Он мягко здоровался со мной, обнаружив вдруг странную приветливость (последние годы в старом дворе Сурин почти не замечал нас — детей, только бранился пьяный).
— Эх, плотнички-работнички, хаток понастроили, а половицы гуляют, под плинтусами щели, как у бабки в зубах, — говорил он в сердцах, шепеляво-глухим от мешавшего мундштука голосом. — В аккурат доски не пришьют…
Тут Сурин, лихо приставив к правому глазу брусок, секунду-другую молчаливо приглядывался к его поверхности, точно прицеливался из ружья. Нет, розовое, свежее лицо старика в мелких перламутровых икринках пота совсем не выражало неудовольствия. И в жалобе на горе-строителей не сквозила досада, а скорее самолюбивое чувство своего превосходства.
Слушал я его рассеянно, потому что опять куда-то спешил — весной у меня всегда много дел.

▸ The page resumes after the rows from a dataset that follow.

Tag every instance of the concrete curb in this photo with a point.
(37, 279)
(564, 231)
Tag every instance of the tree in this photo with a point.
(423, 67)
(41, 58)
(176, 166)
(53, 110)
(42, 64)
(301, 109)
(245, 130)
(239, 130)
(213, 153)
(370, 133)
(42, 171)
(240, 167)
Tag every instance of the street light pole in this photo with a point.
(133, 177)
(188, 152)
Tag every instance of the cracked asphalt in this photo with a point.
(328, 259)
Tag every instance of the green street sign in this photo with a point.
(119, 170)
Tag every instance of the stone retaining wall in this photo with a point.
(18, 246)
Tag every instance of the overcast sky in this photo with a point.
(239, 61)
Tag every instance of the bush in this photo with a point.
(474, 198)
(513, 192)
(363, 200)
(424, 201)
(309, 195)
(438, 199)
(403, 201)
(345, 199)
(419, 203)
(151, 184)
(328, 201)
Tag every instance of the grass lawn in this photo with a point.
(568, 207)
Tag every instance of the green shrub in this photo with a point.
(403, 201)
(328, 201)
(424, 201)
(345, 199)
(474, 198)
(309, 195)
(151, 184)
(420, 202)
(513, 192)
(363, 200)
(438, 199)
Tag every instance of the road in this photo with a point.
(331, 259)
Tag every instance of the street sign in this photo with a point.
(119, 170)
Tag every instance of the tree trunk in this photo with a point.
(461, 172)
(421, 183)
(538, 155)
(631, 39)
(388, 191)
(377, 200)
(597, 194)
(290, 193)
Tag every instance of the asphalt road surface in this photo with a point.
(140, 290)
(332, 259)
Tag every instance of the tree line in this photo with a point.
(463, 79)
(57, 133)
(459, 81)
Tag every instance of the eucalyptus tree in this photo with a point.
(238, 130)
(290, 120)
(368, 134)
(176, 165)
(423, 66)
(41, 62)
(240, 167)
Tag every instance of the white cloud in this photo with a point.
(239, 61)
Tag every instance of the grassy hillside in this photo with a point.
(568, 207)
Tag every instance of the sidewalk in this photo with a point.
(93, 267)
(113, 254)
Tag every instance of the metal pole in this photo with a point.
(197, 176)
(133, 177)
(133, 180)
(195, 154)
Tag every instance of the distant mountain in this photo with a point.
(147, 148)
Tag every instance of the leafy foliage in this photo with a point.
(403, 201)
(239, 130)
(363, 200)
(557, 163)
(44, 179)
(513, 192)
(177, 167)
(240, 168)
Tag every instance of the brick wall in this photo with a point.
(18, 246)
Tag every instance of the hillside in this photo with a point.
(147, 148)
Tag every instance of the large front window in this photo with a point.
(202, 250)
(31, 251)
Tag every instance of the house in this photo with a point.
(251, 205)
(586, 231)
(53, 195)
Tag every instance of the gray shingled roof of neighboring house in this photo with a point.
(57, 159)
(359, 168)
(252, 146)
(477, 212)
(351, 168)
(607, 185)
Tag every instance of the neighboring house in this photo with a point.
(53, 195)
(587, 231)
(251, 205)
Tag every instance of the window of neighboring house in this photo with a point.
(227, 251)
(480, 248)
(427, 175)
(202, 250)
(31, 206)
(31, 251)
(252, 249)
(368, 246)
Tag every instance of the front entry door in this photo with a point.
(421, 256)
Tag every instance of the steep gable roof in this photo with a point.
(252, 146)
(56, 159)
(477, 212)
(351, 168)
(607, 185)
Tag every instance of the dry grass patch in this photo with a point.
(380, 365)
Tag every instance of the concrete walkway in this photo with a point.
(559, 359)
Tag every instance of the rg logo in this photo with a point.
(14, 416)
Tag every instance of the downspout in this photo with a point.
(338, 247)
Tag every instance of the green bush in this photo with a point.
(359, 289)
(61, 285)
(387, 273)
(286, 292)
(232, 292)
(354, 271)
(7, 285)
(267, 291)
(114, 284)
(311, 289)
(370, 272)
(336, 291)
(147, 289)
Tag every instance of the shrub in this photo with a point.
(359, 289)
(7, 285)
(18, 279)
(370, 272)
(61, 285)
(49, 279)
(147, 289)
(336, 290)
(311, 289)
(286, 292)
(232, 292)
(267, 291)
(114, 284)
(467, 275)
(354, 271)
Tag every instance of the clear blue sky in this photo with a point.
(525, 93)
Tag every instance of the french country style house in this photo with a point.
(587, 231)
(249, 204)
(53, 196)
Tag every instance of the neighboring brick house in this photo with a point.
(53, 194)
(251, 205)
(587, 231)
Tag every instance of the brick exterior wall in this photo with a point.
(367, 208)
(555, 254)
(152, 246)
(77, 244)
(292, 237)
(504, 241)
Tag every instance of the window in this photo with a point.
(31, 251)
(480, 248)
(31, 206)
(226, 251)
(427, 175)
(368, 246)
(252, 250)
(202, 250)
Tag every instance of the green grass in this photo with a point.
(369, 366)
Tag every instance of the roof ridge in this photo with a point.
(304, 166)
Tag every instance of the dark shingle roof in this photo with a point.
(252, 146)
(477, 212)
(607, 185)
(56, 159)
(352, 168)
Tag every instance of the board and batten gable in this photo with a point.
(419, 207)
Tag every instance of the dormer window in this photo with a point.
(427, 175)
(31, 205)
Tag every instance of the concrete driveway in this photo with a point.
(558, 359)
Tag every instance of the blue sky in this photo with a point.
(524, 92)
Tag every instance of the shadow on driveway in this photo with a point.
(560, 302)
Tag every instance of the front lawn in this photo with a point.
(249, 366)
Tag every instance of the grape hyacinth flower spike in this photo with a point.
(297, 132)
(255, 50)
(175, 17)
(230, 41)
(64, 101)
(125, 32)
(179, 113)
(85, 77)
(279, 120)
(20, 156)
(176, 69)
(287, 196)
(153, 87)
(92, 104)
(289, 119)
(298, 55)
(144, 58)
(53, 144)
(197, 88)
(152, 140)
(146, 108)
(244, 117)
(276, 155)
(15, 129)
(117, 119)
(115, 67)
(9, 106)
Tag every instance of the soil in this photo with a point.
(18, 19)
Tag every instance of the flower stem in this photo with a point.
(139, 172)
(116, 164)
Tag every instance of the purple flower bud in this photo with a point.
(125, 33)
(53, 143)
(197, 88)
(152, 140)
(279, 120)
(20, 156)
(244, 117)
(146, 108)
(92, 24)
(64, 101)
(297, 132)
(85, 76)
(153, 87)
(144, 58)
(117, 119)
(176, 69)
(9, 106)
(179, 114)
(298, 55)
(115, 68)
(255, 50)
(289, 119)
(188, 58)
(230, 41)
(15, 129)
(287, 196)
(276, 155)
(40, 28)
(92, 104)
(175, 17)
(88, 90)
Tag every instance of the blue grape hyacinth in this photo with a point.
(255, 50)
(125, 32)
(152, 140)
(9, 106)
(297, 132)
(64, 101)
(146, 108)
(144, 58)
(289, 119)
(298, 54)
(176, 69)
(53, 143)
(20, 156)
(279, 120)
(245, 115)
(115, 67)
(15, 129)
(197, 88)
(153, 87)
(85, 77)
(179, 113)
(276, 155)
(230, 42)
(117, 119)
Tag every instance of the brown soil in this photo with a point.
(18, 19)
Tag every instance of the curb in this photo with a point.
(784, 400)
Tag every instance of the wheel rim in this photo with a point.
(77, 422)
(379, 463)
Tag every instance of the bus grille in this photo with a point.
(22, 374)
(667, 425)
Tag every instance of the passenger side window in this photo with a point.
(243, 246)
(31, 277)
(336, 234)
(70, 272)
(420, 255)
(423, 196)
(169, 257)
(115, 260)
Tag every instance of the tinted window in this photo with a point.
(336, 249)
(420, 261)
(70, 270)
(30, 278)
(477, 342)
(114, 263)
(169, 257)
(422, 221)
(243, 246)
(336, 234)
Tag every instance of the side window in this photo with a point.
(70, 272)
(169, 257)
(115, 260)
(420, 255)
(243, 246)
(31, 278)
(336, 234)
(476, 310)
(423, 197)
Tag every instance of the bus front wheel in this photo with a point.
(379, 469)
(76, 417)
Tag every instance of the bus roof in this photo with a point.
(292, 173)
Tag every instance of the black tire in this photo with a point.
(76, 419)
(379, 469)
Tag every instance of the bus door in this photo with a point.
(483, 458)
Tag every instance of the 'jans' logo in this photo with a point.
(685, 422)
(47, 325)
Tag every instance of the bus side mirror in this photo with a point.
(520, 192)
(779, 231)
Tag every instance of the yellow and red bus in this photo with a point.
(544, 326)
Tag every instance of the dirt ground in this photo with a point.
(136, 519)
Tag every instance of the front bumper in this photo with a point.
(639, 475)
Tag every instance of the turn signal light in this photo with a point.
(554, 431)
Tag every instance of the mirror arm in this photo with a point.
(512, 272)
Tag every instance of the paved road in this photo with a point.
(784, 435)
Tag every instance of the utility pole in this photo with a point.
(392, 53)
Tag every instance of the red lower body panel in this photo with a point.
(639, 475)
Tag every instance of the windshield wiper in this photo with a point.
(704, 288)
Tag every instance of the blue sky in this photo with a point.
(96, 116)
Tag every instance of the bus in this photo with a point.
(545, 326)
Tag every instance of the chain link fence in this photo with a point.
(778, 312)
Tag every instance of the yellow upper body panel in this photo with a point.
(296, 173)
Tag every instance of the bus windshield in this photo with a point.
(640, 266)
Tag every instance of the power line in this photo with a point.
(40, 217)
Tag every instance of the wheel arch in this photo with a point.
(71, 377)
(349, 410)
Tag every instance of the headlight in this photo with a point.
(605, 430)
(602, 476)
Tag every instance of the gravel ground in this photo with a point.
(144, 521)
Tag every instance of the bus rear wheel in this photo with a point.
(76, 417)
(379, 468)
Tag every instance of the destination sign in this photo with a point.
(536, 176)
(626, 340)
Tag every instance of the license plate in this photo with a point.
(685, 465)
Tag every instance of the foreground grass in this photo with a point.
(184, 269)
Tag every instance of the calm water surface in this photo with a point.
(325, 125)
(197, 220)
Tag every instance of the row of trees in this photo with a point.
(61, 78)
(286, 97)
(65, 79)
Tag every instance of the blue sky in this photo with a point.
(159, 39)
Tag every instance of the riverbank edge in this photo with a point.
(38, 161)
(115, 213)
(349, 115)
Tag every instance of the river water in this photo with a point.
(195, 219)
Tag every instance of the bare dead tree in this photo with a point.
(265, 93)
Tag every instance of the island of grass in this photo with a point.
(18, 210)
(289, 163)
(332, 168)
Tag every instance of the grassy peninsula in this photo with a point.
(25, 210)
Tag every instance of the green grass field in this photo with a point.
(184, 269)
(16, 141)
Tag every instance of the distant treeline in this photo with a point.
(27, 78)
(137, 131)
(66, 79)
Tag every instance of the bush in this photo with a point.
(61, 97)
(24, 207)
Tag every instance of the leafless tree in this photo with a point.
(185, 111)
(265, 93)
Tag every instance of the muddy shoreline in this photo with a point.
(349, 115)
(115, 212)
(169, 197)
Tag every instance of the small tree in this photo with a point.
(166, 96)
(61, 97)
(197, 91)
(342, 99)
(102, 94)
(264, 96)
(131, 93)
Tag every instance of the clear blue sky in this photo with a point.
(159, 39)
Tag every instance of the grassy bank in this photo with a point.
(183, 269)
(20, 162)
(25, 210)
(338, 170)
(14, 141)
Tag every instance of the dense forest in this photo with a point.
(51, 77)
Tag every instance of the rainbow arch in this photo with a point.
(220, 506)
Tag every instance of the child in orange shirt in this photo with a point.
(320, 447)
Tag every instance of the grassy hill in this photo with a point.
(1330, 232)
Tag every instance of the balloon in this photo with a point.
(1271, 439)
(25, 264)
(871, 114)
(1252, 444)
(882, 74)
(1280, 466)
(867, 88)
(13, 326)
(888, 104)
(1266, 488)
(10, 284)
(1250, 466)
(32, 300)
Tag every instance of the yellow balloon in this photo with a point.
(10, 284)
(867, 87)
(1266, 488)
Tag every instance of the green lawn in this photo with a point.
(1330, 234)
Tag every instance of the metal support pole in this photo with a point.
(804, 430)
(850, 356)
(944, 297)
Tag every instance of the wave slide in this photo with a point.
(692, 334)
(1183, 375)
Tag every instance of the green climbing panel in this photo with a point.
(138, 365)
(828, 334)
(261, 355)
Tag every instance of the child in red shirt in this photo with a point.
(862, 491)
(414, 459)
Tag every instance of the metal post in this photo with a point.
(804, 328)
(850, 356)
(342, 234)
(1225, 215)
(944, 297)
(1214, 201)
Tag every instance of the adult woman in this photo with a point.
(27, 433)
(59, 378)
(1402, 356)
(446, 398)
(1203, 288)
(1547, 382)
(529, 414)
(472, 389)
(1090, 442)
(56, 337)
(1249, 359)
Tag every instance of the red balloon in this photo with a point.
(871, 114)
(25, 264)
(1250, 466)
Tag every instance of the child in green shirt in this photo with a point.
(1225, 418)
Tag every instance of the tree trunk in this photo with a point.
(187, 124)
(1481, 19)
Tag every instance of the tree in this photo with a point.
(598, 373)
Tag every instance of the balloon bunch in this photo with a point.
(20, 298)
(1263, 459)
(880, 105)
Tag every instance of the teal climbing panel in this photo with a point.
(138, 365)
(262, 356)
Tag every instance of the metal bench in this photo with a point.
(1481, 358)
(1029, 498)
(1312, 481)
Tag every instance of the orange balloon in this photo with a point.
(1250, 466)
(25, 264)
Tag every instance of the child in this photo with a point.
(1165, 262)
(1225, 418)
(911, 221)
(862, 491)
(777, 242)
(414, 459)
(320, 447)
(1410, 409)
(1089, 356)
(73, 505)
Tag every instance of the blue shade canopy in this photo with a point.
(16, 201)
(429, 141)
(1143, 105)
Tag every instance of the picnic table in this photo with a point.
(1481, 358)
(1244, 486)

В новой квартире мама отдала мне комнату. Первым делом я поставил к окну мольберт. Я твердо решил вернуться к «Ночной купальщице».
* * *
Наш дом-барак снесли в мае, недели через три после переезда в новые квартиры. К этому времени почти все прежние жильцы справили новоселья. Они были шумные и хлебосольные. А у бабушки Веры и тети Клавы — с песнями и плясками под гармонь. Конечно, ни денег, ни ласки не жалели.
Словом, праздники кончились, наряды вернулись в пропахшие нафталином шифоньеры, и от сказочного журчания воды в ванной мы уже не приходили в безумный восторг. Мало-помалу я начал привыкать к месту, к новым соседям, но, возвращаясь, например, из кино, все-таки сбивался на прежний путь и вдруг оказывался на Зорях. И сны снились про старый двор, и я просыпался со странной тревогой и долго не мог уснуть. Мне чудилось, что я здесь в гостях, временно, а настоящая жизнь там и только там — на улице Красных Зорь. И я вспоминал ее со сладостью и печалью. Просто я еще не знал, что это только начало боли, что она не раз будет тревожить мои сны. И я буду просыпаться, как тогда, со счастливым ощущением возвращения, которого не будет.